Todd Starnes, host of Fox News & Commentary on Fox radio, recently posted an article that supports a pledge recently signed by many Religious leaders, in which they commit to rising up with acts of “Civil Disobedience” to highlight their opposition to Gay Marriage.
I am puzzled by this: how could “Civil Disobedience” be exercised here? “Civil Disobedience” is the act of deliberately, nonviolently and publicly transgressing a law that prohibits you from exercising rights that others can exercise without a second thought – highlighting the inconsistencies inherent in allowing some people a right that is denied to others. Further, such disobedience is done from a position of powerlessness and humility, allowing the “illegal” act you perform to speak for itself through confronting others with the pain and injustice you personally experience because of that unjust law. The point is never to directly hurt the other, but rather to force them to see the injustice they are participating-in or allowing to happen (and therefore are complicit in inflicting upon you).

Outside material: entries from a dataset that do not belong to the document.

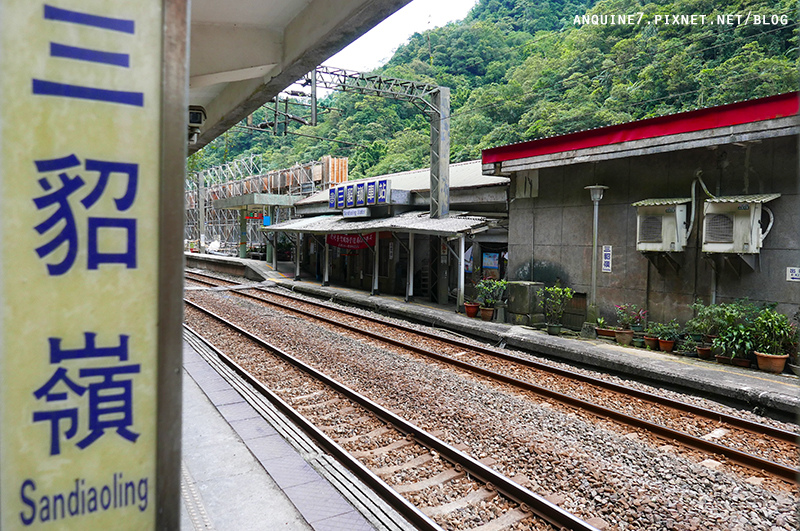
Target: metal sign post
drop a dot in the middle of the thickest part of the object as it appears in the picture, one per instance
(92, 158)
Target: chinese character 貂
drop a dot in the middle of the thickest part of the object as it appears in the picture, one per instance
(64, 216)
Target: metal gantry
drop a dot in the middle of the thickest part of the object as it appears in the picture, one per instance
(431, 99)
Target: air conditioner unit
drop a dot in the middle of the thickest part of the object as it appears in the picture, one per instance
(661, 224)
(733, 224)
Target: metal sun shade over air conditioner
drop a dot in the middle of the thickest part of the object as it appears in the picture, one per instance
(661, 224)
(732, 224)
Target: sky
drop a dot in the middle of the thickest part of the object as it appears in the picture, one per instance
(377, 46)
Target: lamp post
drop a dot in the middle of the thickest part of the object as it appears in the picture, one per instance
(596, 192)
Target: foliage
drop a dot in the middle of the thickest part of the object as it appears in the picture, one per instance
(523, 69)
(688, 345)
(653, 329)
(630, 314)
(554, 300)
(716, 318)
(670, 331)
(737, 341)
(490, 291)
(774, 333)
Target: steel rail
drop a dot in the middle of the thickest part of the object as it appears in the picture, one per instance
(754, 427)
(742, 458)
(529, 500)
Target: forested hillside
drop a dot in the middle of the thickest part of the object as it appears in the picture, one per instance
(524, 69)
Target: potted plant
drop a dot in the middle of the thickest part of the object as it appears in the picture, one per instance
(776, 339)
(639, 318)
(687, 347)
(490, 291)
(668, 334)
(703, 352)
(554, 300)
(602, 329)
(471, 308)
(696, 329)
(627, 316)
(736, 343)
(651, 335)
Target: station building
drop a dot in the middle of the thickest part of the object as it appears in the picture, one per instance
(698, 205)
(386, 242)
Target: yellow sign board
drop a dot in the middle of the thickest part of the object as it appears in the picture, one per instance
(80, 148)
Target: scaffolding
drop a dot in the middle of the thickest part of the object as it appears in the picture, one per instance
(247, 176)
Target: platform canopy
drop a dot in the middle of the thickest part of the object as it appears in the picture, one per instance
(414, 222)
(245, 52)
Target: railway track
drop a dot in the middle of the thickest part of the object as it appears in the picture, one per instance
(667, 419)
(384, 449)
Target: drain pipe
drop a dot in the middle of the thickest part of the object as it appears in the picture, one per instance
(699, 177)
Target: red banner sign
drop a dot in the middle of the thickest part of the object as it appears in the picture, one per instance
(351, 241)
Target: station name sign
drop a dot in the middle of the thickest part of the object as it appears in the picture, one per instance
(360, 194)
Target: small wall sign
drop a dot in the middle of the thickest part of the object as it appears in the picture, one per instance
(606, 259)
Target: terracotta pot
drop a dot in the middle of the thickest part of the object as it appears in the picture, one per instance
(771, 362)
(704, 353)
(666, 345)
(624, 337)
(651, 342)
(554, 330)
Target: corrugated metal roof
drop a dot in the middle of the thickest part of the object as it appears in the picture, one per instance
(662, 202)
(416, 222)
(757, 198)
(462, 175)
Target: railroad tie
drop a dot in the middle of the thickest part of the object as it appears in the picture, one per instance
(507, 520)
(417, 461)
(401, 443)
(303, 398)
(318, 405)
(438, 479)
(472, 498)
(374, 433)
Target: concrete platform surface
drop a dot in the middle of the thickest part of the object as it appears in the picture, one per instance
(239, 473)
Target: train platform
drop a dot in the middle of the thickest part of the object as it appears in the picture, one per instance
(245, 466)
(773, 394)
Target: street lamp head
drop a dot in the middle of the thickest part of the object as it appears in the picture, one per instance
(596, 190)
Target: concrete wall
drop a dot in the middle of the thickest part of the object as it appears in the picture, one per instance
(550, 236)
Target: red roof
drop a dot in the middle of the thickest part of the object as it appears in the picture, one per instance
(686, 122)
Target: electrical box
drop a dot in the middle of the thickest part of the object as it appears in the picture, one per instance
(733, 224)
(662, 225)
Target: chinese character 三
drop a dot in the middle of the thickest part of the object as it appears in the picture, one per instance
(110, 400)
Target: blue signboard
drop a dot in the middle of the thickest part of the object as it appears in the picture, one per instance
(383, 192)
(361, 195)
(340, 197)
(371, 193)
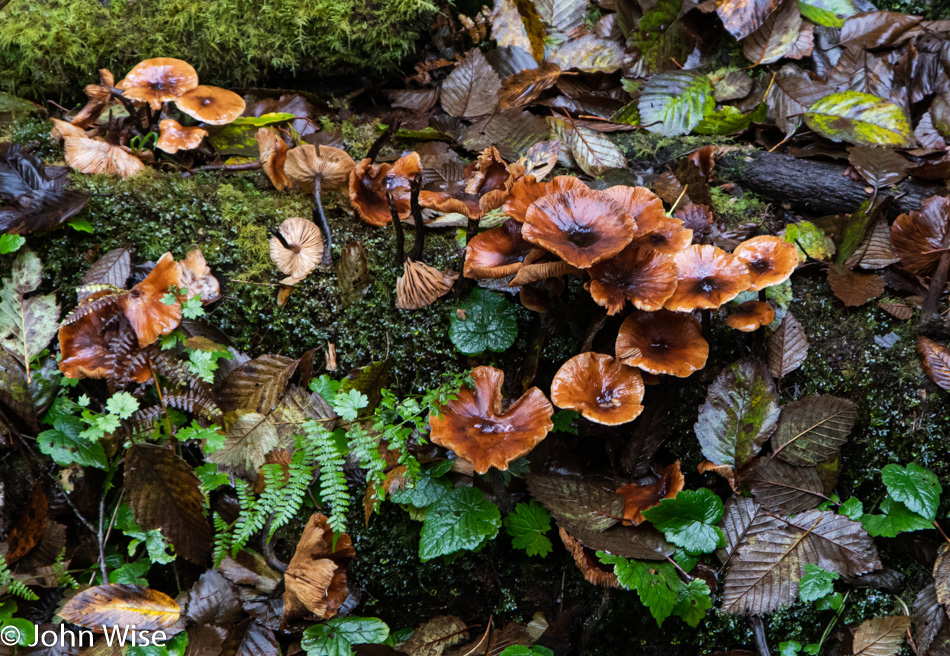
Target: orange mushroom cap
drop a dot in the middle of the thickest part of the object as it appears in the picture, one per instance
(662, 342)
(638, 498)
(708, 277)
(496, 253)
(175, 137)
(369, 183)
(644, 276)
(771, 260)
(580, 226)
(476, 427)
(601, 388)
(158, 81)
(750, 316)
(149, 315)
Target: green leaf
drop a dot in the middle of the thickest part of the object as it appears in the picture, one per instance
(915, 487)
(674, 103)
(816, 583)
(11, 243)
(489, 323)
(461, 519)
(860, 118)
(335, 637)
(688, 520)
(527, 526)
(64, 445)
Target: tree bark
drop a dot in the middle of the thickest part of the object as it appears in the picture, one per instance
(813, 186)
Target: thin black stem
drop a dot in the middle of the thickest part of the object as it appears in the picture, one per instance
(419, 244)
(319, 215)
(397, 223)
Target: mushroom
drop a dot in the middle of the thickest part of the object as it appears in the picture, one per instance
(496, 253)
(580, 226)
(601, 388)
(211, 105)
(94, 156)
(159, 80)
(475, 426)
(750, 316)
(175, 137)
(639, 497)
(771, 260)
(296, 249)
(421, 285)
(144, 305)
(708, 277)
(662, 342)
(315, 169)
(642, 275)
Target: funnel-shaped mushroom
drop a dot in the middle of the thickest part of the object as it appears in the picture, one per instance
(645, 277)
(662, 342)
(211, 105)
(159, 80)
(496, 253)
(708, 277)
(771, 260)
(478, 429)
(144, 305)
(370, 182)
(750, 316)
(601, 388)
(296, 249)
(637, 498)
(315, 169)
(580, 226)
(175, 137)
(421, 285)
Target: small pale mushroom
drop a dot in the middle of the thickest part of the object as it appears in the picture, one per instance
(157, 81)
(603, 389)
(421, 285)
(296, 249)
(174, 136)
(211, 105)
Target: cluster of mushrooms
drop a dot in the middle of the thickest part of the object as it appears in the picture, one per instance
(148, 93)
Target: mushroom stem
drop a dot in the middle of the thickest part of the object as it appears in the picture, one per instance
(419, 244)
(937, 285)
(318, 214)
(397, 224)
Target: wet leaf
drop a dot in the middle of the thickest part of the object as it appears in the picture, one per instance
(739, 415)
(860, 118)
(121, 606)
(787, 347)
(165, 494)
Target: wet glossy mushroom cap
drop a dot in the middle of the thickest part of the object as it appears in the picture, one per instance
(771, 260)
(307, 162)
(369, 183)
(640, 497)
(662, 342)
(750, 316)
(175, 137)
(421, 285)
(496, 253)
(477, 428)
(159, 80)
(601, 388)
(581, 226)
(211, 105)
(302, 252)
(708, 277)
(645, 277)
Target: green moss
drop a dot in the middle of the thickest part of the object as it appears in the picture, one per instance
(50, 48)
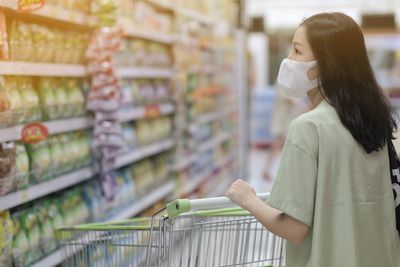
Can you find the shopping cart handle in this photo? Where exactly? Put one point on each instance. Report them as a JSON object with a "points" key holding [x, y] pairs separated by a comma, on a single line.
{"points": [[179, 206]]}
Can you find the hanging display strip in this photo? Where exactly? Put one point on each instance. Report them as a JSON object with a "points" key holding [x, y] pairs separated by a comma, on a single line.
{"points": [[165, 73], [159, 193], [41, 69], [48, 11], [15, 199]]}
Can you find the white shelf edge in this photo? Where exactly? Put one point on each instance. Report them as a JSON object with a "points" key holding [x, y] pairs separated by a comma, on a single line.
{"points": [[158, 37], [135, 113], [187, 161], [53, 12], [80, 123], [166, 5], [194, 15], [144, 72], [41, 69], [144, 152], [220, 138], [146, 201], [15, 199]]}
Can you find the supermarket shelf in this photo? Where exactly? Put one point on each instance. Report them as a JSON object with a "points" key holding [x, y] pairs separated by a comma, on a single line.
{"points": [[54, 127], [140, 112], [165, 73], [164, 5], [159, 193], [52, 12], [74, 124], [216, 141], [184, 163], [150, 36], [203, 70], [146, 201], [41, 69], [34, 192], [196, 182], [144, 152], [194, 15]]}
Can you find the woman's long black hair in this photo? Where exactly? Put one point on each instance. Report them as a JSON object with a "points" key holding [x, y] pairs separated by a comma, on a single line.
{"points": [[347, 79]]}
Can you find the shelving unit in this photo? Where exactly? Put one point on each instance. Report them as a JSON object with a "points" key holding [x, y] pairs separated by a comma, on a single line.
{"points": [[142, 153], [41, 69], [155, 73], [15, 199], [74, 124], [161, 192], [52, 13], [18, 198], [149, 36]]}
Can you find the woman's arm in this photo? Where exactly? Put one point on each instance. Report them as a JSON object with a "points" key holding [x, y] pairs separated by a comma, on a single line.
{"points": [[274, 220]]}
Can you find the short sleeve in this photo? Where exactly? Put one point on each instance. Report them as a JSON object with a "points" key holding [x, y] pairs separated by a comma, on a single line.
{"points": [[293, 191]]}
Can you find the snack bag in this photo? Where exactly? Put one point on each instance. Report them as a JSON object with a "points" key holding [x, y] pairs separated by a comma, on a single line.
{"points": [[61, 99], [6, 239], [31, 226], [40, 160], [14, 96], [20, 41], [21, 167], [54, 215], [47, 234], [30, 99], [5, 106], [21, 245], [7, 167], [47, 98], [75, 98]]}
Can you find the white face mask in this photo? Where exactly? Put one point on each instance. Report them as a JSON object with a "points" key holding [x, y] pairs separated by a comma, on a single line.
{"points": [[293, 79]]}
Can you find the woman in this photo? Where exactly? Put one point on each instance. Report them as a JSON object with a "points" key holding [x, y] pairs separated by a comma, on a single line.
{"points": [[332, 198]]}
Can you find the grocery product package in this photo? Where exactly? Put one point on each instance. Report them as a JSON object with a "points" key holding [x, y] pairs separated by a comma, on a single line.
{"points": [[7, 167], [6, 239]]}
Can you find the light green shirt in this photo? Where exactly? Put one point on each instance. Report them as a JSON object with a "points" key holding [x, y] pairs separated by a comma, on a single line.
{"points": [[327, 181]]}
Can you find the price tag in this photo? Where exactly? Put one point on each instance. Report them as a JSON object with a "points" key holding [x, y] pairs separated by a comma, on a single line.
{"points": [[34, 133], [53, 12], [72, 16], [30, 5], [24, 195], [152, 111]]}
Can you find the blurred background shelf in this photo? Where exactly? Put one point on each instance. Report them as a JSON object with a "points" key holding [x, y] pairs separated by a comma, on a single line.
{"points": [[41, 69]]}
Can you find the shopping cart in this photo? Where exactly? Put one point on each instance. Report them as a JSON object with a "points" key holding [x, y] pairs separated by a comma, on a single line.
{"points": [[185, 233]]}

Currently, the U.S. Supreme Court is considering whether to widen the legal definition of marriage, so that anyone can marry the person whom they love. We all know and acknowledge this will be hard to accept for some. I think it is right and proper – and compassionate – to be cognizant and understanding of this, even though we do not share their opinion, and are not called to set aside our own expanded sense of what is just and right for the purpose of alleviating that discomfort.
But, what law could those (who oppose such a change) disobey to show how their own liberties are being unjustly limited in this case? Refusing to serve another because they are married to someone of the same sex doesn’t do it – the only person you’d be hurting is yourself (and perhaps those who depend on you) through the resulting loss of income.